In March 2021, Zulaikha Aziz launches her jewelry brand, Mazahri, an ode to her Afghan heritage.
“Jewelry played a very important role in my life as it was the means through which I was able to connect with my heritage and my ancestors,” said Aziz, who received the WJA-Gabriel scholarship. Love Foundation in 2020. “My family and I fled to the United States as a refugee and was forced to leave everything behind except for the ancestral jewels that my grandmother Mazari saved.
But the new brand was only launched shortly before it was forced to take a back seat, in August, as bad news from Afghanistan grabbed the headlines and Aziz, who is also human rights lawyer, took a step back from Mazahri. focus on ongoing humanitarian crises.
“Watching the Taliban take city after city and see my hometown of Kabul fall was more than devastating,” says Aziz. “I don’t have the words to describe how horrible it was to see something I had dedicated my life to – freedom and justice in Afghanistan – disappear almost overnight. I have family and friends that I tried hard to help, but nothing I did made a difference – it was pure chaos and I felt helpless. I had to turn my attention away from Mazahri and focus only on using my skills as a lawyer to meet immediate emergency needs: first evacuations, and now refugee assistance and human rights advocacy. “
Aziz stepped up to co-lead the Berkeley Law Afghanistan Project, which aims to provide pro bono emergency support to Afghans fleeing persecution, to support women’s rights activists and human rights defenders in Afghanistan, and to document and preserve human rights violations in the country for use in future advocacy.
Through her work, the designer realized that the budding jewelry brand could be used to publicize Afghanistan, not only the ongoing crises there, but the country itself, which is home to so many. “Mazahri is an attempt to shed light on the depth and diversity of Afghanistan’s rich culture and heritage, which is particularly important now with the withdrawal of US and allied forces from Afghanistan and renewed control of the country by the Taliban, ”Aziz said. “There is an urgent fear that Taliban control will lead to an erasure of Afghanistan’s artistic culture and heritage. The reports from local artists are frightening, and our local artisan partners [Turquoise Mountain and Zarif] have minimized operations while they learn about the new terrain.
Although the brand debuted earlier this year, the idea behind it had been in the works for some time. It took a global pandemic for it to come to life.
“I had been thinking about the idea of Mazahri for years, but I didn’t go until I had to take the time to think deeply about the purpose, the intention and the impact. of the brand, ”says Aziz. “The pandemic really gave me that time. “
Still, the pandemic has made being completely new to the industry no easy task. “I didn’t have the connections within the industry or was unaware of sourcing, production, marketing, financing, sales – I’m still trying to figure it all out, I had never run a business before! I just knew I had a vision that needed to be expressed, and I honestly feel I was guided through the process. When I look back, it was just a series of small steps that I’m still taking. I’m proud of my first collection, but I’m still learning so much.
As for the future of Mazahri? “I have so many ideas! »Says the designer. “Fundamentally, I want Mazahri to be a vehicle for better understanding and awareness, not only about Afghanistan, its culture and heritage, but also about the women and men who make their living by extracting the materials we carry and daily use the process of resource extraction and the systems that have been developed to benefit some and not others. I want Mazahri to be a vehicle for connecting and exploring some of these issues through beauty and meaning. Jewelry has been so important to humans since the dawn of time, as a way to adorn, connect and preserve meaning – and I believe jewelry has the potential to change now not just to bring joy and beauty. and adorn the wearer, but also to improve the lives of so many people in the countries where the materials we use come from. We can do things better to enjoy it more, and I think that is the future of Mazahri.

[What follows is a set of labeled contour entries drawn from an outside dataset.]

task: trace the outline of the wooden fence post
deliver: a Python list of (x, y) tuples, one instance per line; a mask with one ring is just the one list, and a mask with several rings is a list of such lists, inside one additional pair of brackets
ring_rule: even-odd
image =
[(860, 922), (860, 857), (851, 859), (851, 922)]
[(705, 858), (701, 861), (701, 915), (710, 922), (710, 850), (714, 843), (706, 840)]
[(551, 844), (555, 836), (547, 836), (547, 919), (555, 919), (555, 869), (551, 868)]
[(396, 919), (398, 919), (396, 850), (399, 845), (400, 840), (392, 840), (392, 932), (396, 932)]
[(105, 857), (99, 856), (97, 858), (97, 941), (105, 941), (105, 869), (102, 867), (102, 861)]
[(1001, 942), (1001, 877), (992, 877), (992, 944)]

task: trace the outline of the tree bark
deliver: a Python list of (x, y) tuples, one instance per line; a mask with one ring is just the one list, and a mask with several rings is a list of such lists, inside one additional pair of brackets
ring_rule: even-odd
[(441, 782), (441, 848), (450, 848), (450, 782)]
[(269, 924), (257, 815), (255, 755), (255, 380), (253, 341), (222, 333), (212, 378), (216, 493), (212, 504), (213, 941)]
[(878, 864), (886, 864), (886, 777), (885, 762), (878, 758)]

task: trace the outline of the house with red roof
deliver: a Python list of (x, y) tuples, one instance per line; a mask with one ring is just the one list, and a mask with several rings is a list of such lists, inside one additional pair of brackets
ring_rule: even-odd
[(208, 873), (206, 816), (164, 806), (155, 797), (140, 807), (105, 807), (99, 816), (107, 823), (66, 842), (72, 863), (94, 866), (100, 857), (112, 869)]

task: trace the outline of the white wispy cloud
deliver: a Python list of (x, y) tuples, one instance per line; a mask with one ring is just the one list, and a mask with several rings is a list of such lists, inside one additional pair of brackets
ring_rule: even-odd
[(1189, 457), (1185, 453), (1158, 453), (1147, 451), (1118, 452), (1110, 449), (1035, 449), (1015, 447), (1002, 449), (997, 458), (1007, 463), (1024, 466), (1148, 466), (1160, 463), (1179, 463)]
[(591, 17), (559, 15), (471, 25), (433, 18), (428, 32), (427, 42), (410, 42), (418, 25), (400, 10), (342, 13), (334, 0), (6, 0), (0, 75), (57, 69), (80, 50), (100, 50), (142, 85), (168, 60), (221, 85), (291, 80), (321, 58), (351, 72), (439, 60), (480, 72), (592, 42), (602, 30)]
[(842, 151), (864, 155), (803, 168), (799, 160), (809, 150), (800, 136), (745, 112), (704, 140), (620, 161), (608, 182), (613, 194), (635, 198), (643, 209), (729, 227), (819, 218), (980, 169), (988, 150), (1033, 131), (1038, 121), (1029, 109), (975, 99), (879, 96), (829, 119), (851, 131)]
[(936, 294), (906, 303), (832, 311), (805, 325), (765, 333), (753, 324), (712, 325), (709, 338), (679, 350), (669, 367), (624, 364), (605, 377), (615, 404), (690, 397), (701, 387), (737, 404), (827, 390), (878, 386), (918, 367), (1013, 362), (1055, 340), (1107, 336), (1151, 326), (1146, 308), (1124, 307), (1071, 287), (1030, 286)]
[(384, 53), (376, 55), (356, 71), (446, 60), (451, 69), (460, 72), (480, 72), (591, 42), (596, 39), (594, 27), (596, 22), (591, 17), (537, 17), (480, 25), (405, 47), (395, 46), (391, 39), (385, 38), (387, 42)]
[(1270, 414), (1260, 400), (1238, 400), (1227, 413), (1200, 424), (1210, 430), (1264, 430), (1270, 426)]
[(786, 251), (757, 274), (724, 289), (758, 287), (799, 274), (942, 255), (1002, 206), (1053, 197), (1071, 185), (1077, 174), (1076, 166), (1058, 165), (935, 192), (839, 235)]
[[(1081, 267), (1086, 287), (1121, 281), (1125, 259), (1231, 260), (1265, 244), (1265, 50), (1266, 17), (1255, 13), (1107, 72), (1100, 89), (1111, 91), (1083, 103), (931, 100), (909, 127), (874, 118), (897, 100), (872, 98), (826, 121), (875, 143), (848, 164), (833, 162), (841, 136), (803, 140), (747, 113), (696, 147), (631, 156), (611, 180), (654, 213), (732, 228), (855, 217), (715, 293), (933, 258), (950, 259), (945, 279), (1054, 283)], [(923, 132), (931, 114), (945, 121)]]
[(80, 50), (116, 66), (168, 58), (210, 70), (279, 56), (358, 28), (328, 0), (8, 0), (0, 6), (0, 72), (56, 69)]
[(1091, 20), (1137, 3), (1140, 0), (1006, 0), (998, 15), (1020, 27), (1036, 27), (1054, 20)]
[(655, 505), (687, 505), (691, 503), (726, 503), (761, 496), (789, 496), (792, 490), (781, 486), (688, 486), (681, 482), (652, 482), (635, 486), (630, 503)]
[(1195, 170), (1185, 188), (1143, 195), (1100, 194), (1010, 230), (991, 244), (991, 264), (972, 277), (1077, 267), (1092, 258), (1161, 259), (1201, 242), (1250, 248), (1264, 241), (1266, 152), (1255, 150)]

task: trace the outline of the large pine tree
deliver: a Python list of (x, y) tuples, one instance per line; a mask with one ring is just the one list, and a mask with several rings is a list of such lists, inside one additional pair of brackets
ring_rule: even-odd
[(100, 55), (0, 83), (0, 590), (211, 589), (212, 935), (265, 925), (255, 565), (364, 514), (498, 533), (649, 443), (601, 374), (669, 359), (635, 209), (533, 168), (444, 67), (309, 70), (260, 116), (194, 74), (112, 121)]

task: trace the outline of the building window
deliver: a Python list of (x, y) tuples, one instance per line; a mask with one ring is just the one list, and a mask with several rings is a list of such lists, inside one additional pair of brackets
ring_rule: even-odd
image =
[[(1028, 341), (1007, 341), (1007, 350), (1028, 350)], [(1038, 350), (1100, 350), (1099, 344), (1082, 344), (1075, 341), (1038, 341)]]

All of Mazahri’s coins are created from 18k Fairmined gold and gemstones sourced from artisanal and small-scale miners around the world, says Aziz. Ten percent of the brand’s profits go to Women for Afghan Women, specifically its legal rights programs in Afghanistan.
“This past month and a half has been the biggest challenge for Mazahri, but I am very grateful to all the people who have discovered us and supported our mission,” said Aziz. “Every piece I create reminds me that one more person will take with them the beauty and the light of Afghanistan.”